Sunday, February 1, 2015

The pecan tree's backup plan

    Look carefully at the buds on a one-year-old pecan shoot. Above each leaf scar (the heart-shaped scar on a dormant stem) is a row of buds that range in size from the largest at the top to the smallest nestled tightly against the leaf scar (photo at left).
    The primary bud is the most prominent in the group and will be the bud that breaks opens and grows during the spring flush of growth. Inside the bud is a vegetative shoot flanked on each side by a set of catkins (male flowers). If all goes well, the primary bud grows and the smaller buds below it will remain dormant.
    However, the tree creates secondary, tertiary and quaternary buds just in case something happens to injury or destroy the primary bud's new growth. A late spring frost, a freak hail storm, or even an outbreak of sawflies can destroy the tree's first attempts at new spring growth. That's when the secondary bud comes into play. The secondary bud will start growth in response to the lost of the primary bud. We saw this happen just last year in response to a late spring freeze.
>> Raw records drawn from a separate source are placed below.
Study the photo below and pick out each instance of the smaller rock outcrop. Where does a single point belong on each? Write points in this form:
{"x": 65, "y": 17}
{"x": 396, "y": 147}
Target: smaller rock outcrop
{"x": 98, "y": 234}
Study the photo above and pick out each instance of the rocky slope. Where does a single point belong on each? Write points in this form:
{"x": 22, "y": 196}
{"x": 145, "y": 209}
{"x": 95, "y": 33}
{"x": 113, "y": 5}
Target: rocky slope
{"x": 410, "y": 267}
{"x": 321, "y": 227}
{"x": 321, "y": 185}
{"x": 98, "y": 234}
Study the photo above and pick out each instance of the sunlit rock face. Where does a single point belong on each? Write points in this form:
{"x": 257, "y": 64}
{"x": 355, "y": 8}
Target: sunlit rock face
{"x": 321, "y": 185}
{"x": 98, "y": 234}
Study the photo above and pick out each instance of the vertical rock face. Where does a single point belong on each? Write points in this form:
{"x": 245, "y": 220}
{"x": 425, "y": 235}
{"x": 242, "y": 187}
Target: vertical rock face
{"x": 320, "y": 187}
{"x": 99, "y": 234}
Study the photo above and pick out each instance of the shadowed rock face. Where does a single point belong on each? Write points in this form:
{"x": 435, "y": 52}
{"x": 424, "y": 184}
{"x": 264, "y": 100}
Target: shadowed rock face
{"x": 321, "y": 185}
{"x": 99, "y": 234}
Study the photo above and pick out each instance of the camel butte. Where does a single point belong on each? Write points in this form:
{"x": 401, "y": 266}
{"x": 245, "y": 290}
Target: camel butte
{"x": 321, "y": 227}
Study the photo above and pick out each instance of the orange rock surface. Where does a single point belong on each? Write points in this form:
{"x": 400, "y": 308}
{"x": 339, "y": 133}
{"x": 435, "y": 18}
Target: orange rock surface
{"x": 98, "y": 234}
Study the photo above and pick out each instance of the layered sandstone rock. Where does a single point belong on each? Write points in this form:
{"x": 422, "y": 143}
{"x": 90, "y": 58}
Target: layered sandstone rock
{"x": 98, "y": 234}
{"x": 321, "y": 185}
     Back in 2007, I was really glad that pecan trees have a built in back-up plan for restarting growth following the loss of new growing points. We established a new orchard using container grown trees in the fall of 2006. On Easter weekend of 2007, we experienced bone chilling cold that froze all the emerging green tissues off the young trees. A couple of weeks later, secondary buds broke and the trees resumed building new shoots and leaves. Later that summer, the Neosho river spilled over its banks and we experienced the second highest flood on record. The flood waters were so deep that they completely covered the newly established trees and killed all green tissues. Once the flood receded, tertiary and quaternary buds broke and young trees struggled back to life.